The algorithms available range from the simple, such as Round Robin (which directs requests
to each node in turn), to the highly sophisticated. The Perceptive algorithm monitors the load
and response times of each node, and predicts the best distribution of traffic. This optimizes
response times and ensures that no single server is overloaded. In most cases with heavy
traffic loads, this algorithm will give the best performance.
The more sophisticated algorithms (Perceptive, Least Connections and Fastest Response
Time) take account of web server caching. The back-ends cache the pages they have most
recently served. If another request comes in for the same page, ZXTM allows for the added
efficiency in sending this request to a back-end which recently handled it.
6.11 Session Persistence
Session persistence is used to send all requests from the same client session to the same
back-end server. It is configured via Session Persistence classes in the catalog, and assigned
to a connection via the Session Persistence section in the Pools > Edit pages.

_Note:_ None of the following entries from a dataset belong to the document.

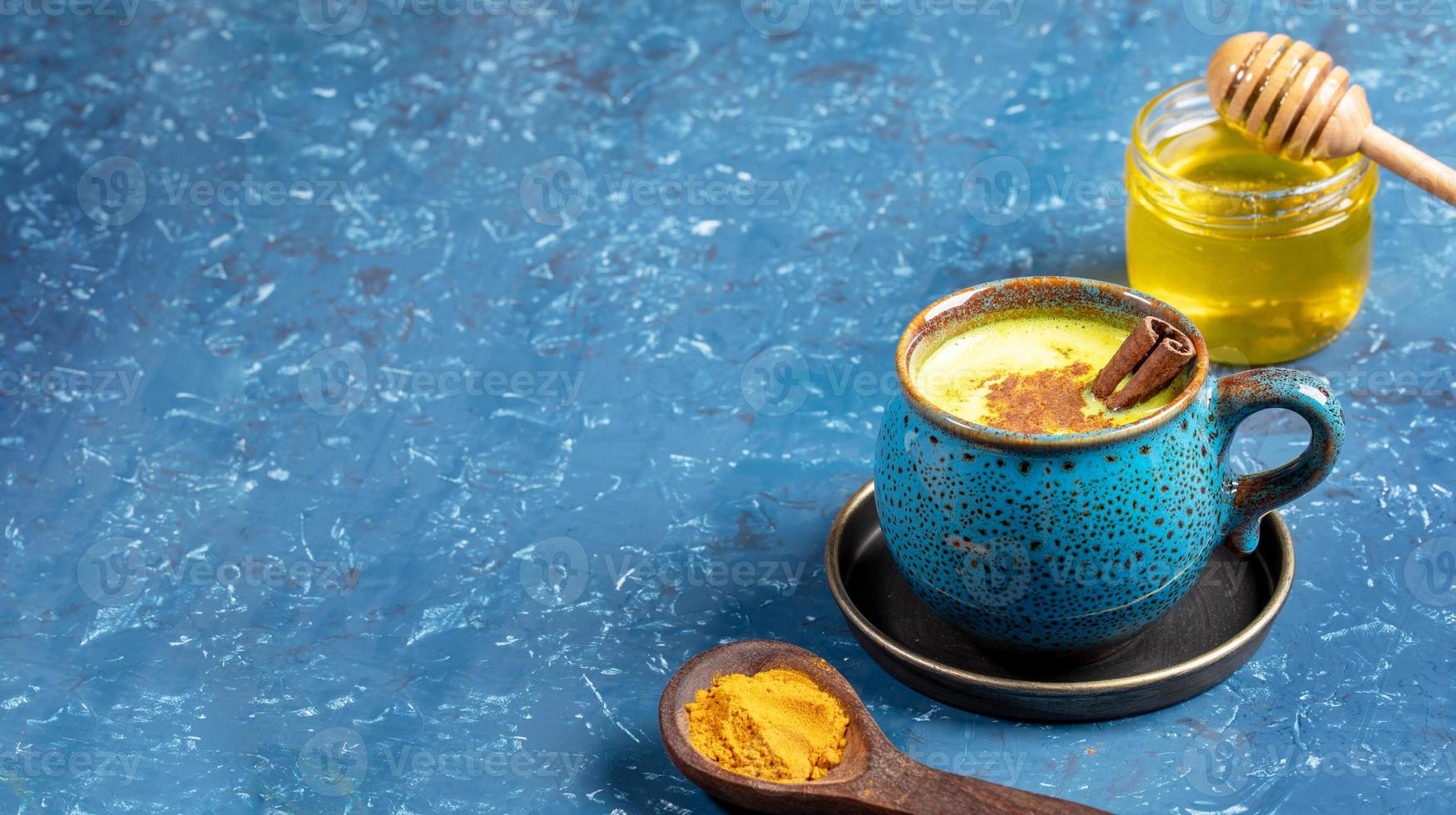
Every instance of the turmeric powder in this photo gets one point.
(775, 725)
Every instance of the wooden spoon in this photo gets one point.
(1290, 99)
(873, 778)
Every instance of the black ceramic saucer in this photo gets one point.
(1211, 634)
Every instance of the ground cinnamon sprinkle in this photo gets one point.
(1044, 402)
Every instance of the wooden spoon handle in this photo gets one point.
(903, 785)
(1409, 163)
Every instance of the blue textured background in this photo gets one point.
(417, 654)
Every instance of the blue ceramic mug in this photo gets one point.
(1069, 545)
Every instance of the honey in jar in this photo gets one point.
(1269, 256)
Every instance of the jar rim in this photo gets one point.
(1312, 197)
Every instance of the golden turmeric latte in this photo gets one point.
(775, 725)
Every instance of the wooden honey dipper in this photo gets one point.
(1290, 99)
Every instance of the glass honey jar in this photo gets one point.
(1269, 256)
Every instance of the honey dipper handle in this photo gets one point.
(903, 785)
(1409, 163)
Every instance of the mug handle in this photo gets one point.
(1240, 396)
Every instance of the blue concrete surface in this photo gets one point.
(395, 396)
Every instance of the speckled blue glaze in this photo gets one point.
(657, 465)
(1069, 545)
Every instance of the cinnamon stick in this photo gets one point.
(1151, 355)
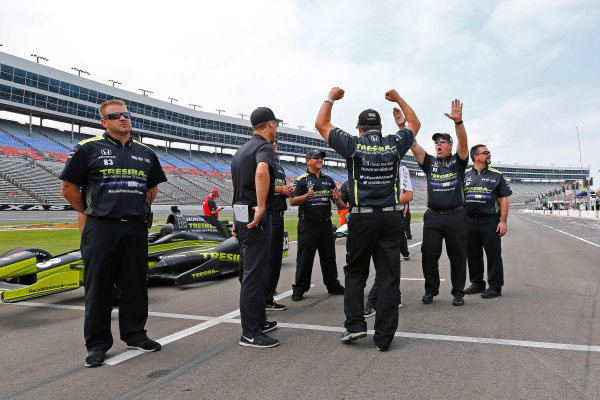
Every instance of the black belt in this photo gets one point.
(366, 210)
(316, 220)
(449, 211)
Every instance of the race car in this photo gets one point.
(187, 249)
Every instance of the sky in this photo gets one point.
(527, 71)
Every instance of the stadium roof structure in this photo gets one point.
(38, 90)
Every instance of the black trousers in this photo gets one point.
(373, 235)
(114, 251)
(407, 225)
(255, 246)
(452, 228)
(313, 236)
(483, 236)
(372, 296)
(275, 254)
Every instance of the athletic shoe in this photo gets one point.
(147, 346)
(458, 301)
(95, 358)
(275, 307)
(269, 326)
(475, 288)
(490, 293)
(350, 336)
(368, 312)
(261, 341)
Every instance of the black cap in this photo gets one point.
(444, 135)
(369, 118)
(314, 153)
(262, 114)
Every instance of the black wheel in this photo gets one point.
(40, 254)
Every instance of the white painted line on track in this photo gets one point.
(563, 232)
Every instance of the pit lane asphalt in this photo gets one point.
(551, 297)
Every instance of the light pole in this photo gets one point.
(37, 58)
(145, 92)
(80, 71)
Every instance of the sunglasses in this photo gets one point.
(125, 115)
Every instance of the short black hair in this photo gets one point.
(474, 150)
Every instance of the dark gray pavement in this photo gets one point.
(540, 340)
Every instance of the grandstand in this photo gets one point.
(32, 155)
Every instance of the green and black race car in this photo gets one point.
(187, 249)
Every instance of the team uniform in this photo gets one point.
(114, 181)
(315, 232)
(254, 243)
(445, 219)
(405, 185)
(482, 192)
(374, 227)
(278, 208)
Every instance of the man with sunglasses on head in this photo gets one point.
(445, 218)
(375, 223)
(112, 180)
(253, 183)
(486, 203)
(313, 195)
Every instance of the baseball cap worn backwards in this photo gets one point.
(442, 135)
(262, 114)
(315, 153)
(369, 118)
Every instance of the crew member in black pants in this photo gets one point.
(445, 218)
(375, 223)
(253, 180)
(486, 203)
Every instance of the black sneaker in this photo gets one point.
(368, 312)
(95, 358)
(475, 288)
(147, 346)
(337, 288)
(350, 336)
(260, 341)
(458, 301)
(269, 326)
(275, 307)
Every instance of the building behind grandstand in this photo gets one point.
(194, 147)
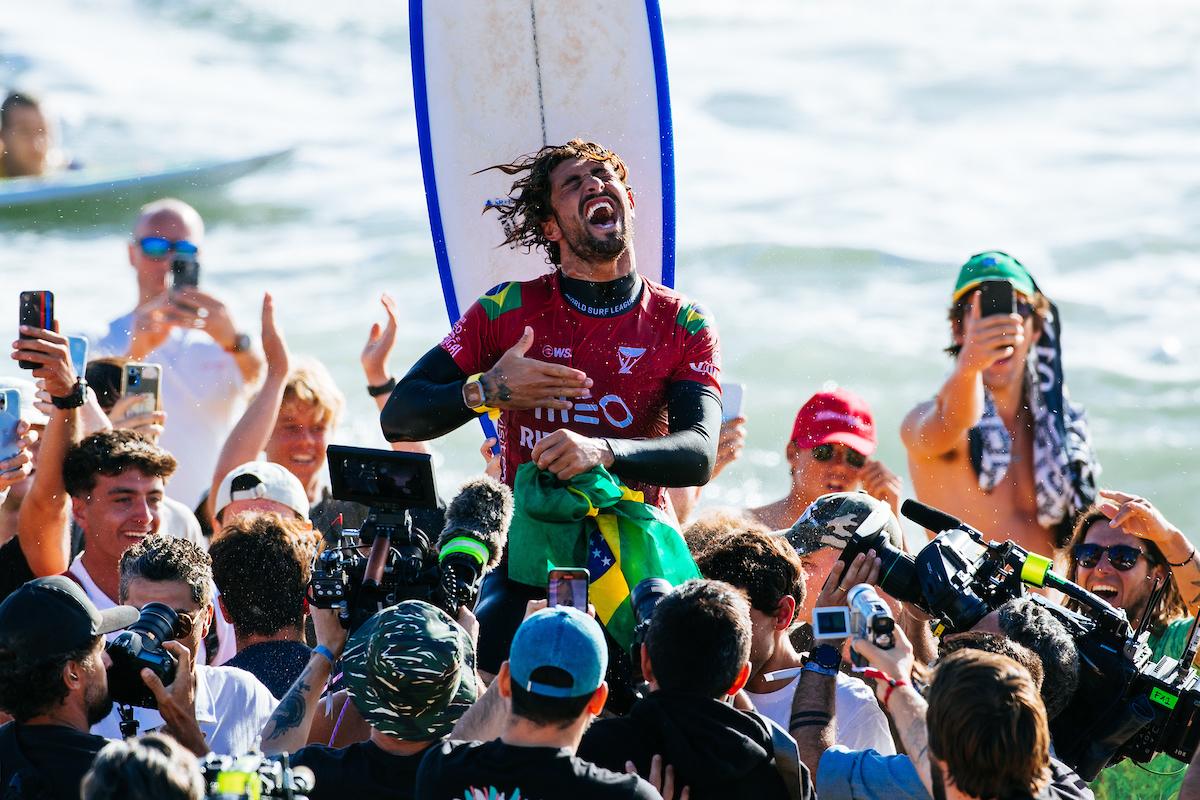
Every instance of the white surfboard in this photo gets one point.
(81, 184)
(496, 79)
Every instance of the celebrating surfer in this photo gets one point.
(589, 365)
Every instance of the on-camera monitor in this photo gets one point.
(382, 477)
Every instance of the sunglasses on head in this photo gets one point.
(159, 247)
(1121, 557)
(855, 458)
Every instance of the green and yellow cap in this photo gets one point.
(994, 265)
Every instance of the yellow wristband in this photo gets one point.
(492, 413)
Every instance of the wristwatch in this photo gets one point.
(77, 397)
(823, 659)
(473, 396)
(241, 343)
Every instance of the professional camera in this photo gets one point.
(389, 560)
(1125, 707)
(138, 647)
(253, 776)
(870, 617)
(645, 596)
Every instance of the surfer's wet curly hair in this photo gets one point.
(529, 204)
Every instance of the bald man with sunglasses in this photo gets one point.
(210, 364)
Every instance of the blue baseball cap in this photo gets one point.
(564, 638)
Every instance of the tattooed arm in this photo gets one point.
(287, 731)
(903, 702)
(429, 402)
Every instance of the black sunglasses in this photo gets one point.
(1121, 557)
(855, 458)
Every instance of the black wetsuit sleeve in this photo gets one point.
(427, 402)
(687, 455)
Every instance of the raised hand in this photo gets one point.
(519, 383)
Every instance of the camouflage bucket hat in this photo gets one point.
(411, 671)
(833, 519)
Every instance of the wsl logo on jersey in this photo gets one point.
(628, 358)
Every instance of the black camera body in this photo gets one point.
(137, 648)
(1125, 705)
(406, 563)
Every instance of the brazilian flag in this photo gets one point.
(594, 519)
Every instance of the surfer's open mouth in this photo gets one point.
(600, 212)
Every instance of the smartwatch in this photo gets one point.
(77, 397)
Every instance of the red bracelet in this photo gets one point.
(892, 686)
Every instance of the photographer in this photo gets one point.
(769, 572)
(261, 563)
(151, 768)
(1121, 547)
(53, 681)
(411, 671)
(984, 725)
(696, 655)
(231, 704)
(553, 683)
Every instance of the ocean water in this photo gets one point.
(837, 162)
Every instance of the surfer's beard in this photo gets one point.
(600, 251)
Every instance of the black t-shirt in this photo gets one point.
(718, 751)
(61, 755)
(275, 663)
(492, 769)
(361, 770)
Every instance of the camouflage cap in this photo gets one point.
(833, 519)
(411, 671)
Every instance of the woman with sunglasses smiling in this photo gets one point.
(1121, 546)
(829, 451)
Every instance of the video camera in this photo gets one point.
(403, 563)
(253, 776)
(1125, 707)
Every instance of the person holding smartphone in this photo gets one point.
(1001, 445)
(210, 362)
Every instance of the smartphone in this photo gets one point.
(568, 587)
(142, 379)
(996, 298)
(78, 346)
(185, 271)
(10, 415)
(732, 398)
(37, 311)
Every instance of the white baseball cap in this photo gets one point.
(262, 480)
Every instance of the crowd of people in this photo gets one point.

A pool serving static web content usually has no requirement for session persistence; each
page or image for a particular client can be served from a different machine with no ill effects.

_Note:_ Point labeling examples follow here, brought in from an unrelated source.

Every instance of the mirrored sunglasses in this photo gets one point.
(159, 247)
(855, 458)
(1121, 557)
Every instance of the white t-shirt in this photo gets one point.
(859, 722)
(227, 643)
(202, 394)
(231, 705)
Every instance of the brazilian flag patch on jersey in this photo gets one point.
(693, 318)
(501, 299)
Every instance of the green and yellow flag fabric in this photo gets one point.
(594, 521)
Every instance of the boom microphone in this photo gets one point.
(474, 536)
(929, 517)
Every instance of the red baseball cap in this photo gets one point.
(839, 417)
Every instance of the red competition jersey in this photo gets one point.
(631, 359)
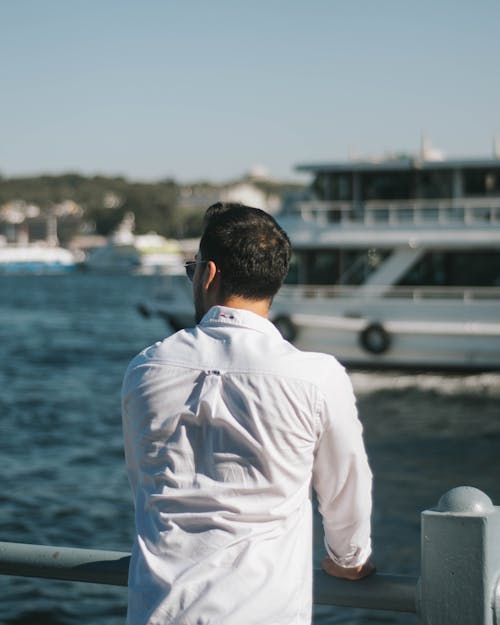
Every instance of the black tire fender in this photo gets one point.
(286, 327)
(375, 339)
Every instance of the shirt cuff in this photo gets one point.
(356, 556)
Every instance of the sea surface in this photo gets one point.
(65, 342)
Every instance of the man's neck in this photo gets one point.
(259, 307)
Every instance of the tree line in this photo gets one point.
(102, 202)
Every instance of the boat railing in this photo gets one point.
(464, 294)
(445, 212)
(459, 582)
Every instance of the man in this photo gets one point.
(226, 427)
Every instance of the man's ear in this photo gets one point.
(211, 276)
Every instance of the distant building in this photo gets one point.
(254, 189)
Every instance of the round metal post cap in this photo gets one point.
(465, 499)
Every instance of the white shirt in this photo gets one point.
(227, 426)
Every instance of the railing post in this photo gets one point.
(460, 568)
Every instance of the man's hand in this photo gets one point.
(354, 573)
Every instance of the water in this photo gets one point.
(65, 343)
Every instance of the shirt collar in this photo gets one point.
(238, 317)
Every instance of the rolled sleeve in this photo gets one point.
(342, 478)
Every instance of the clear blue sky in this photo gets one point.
(207, 89)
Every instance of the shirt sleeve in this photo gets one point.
(342, 477)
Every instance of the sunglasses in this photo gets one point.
(190, 267)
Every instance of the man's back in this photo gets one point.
(224, 436)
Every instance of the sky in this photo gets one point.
(191, 90)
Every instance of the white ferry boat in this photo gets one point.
(34, 258)
(396, 263)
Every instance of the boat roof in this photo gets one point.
(310, 235)
(405, 163)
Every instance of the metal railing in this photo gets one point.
(465, 211)
(418, 293)
(459, 582)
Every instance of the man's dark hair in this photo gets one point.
(249, 248)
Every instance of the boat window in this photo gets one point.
(388, 185)
(434, 183)
(481, 182)
(458, 268)
(333, 187)
(314, 267)
(357, 265)
(345, 267)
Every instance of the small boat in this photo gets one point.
(396, 263)
(145, 254)
(35, 258)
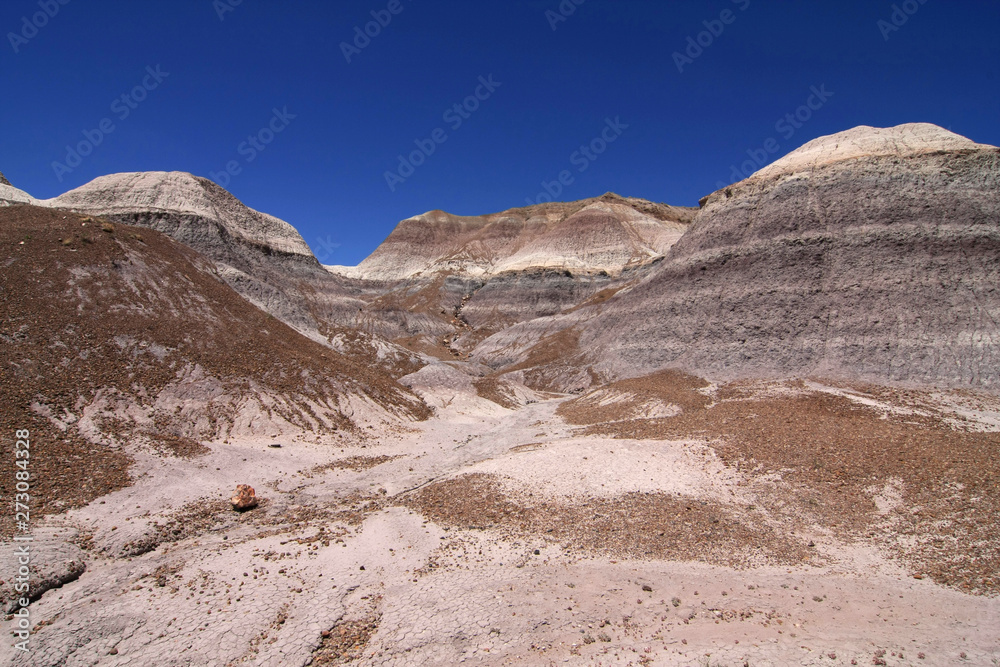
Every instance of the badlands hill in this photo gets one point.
(260, 256)
(10, 195)
(119, 342)
(869, 254)
(441, 282)
(536, 480)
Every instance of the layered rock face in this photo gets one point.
(605, 234)
(450, 281)
(261, 257)
(116, 340)
(873, 253)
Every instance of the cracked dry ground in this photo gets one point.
(762, 524)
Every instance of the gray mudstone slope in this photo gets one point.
(880, 265)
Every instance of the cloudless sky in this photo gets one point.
(324, 172)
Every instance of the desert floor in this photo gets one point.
(490, 536)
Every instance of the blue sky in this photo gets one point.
(593, 94)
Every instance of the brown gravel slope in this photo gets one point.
(833, 457)
(90, 309)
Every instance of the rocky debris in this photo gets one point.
(55, 560)
(913, 483)
(188, 360)
(244, 498)
(260, 256)
(832, 262)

Another pool, serving an online shopping site, may use session persistence to ensure that a
user's requests are always directed to the server holding details of their shopping basket.
ZXTM offers several methods to identify requests which belong to the same session. A variety
of different cookies can be used; persistence can be based on a rule; or the client’s IP address
can be used to identify sessions. If traffic is SSL-encrypted, the SSL session ID can be used.

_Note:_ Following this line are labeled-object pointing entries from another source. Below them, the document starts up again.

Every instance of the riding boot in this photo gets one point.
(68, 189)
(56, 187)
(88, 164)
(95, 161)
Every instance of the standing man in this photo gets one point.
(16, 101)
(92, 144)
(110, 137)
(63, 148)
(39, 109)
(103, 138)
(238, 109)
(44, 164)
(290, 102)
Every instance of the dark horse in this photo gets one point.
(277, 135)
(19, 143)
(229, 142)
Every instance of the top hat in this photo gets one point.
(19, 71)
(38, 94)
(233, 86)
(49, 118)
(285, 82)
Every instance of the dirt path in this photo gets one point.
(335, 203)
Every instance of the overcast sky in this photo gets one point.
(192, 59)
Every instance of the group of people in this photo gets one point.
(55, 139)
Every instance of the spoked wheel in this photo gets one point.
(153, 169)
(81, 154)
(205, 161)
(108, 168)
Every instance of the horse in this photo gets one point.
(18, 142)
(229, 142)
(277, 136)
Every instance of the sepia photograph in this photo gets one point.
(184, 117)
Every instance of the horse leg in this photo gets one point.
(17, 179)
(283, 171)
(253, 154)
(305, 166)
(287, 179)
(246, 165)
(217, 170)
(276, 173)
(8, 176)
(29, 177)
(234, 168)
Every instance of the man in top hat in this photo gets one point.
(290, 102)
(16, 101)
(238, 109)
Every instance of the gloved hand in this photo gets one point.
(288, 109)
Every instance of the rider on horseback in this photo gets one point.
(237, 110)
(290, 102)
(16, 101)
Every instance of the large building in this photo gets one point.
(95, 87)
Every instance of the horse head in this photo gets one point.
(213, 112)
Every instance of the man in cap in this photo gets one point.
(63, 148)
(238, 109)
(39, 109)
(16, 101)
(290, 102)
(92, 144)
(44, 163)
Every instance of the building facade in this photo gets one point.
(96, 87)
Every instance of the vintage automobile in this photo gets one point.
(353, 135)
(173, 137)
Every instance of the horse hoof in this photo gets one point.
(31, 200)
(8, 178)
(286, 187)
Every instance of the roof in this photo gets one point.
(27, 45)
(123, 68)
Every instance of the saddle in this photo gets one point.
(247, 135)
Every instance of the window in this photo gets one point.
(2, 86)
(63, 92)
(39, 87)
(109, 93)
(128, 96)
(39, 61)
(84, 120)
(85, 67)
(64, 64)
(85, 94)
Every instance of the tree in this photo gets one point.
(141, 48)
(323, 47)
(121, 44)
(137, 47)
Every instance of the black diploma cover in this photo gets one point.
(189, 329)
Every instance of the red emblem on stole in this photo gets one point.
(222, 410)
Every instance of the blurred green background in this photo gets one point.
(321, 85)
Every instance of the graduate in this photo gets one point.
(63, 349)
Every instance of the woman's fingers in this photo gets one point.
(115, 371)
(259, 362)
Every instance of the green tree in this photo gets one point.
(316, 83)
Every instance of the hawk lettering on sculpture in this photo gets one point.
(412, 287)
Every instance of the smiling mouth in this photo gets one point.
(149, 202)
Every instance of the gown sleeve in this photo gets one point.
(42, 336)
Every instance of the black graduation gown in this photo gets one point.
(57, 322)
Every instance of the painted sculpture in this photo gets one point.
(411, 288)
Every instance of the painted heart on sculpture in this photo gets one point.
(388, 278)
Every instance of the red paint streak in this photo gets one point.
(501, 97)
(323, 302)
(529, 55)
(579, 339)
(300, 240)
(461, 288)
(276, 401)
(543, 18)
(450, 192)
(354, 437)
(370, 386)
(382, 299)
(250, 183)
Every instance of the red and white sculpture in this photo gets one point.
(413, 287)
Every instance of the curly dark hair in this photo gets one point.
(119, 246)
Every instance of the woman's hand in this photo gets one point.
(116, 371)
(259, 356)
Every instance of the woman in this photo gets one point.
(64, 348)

Connections from different virtual servers can use the same session persistence class. This
allows you to share session persistence data between virtual servers – for example, between
HTTP and HTTPS versions of the same website. Session persistence data is shared between
ZXTM machines in a cluster, so if one machine fails, the session persistence maps are not lost.
You can choose what to do if a persistent session is lost. This might be due to invalid session
data, or because the node handling it has failed. In this case you can choose to have the
session redirected to a new node, or redirect the user to a specified URL such as an error
page.
© Zeus Technology Limited 1995-2008
35
6.12 Service Protection
A service protection class is a group of settings you specify to protect your service against
malicious attacks, such as Denial of Service (DoS) and Distributed Denial of Service (DDoS).
You can create a service protection class in the Service Protection Catalog, and configure
settings such as the following:
•
Lists of banned and trusted IP addresses. Connections from these IPs are never
allowed and always allowed, respectively.
•
Limits on the number of connections from one machine or a group of machines.
•
A limit on the connection rate from any one IP address.
•
Restrictions on HTTP requests, such as whether they should be strictly RFC2396
compliant.
You can apply a service protection class to a virtual server using the appropriate Virtual
Servers > Edit page.
6.13 Content Caching
Content Caching is performed by an HTTP virtual server. The virtual server stores common
responses in a web cache, and replies to common requests by serving the response directly
from the web cache.
This has the effect of reducing the number of connections that ZXTM forwards to your backend server nodes, this reducing the load on these servers.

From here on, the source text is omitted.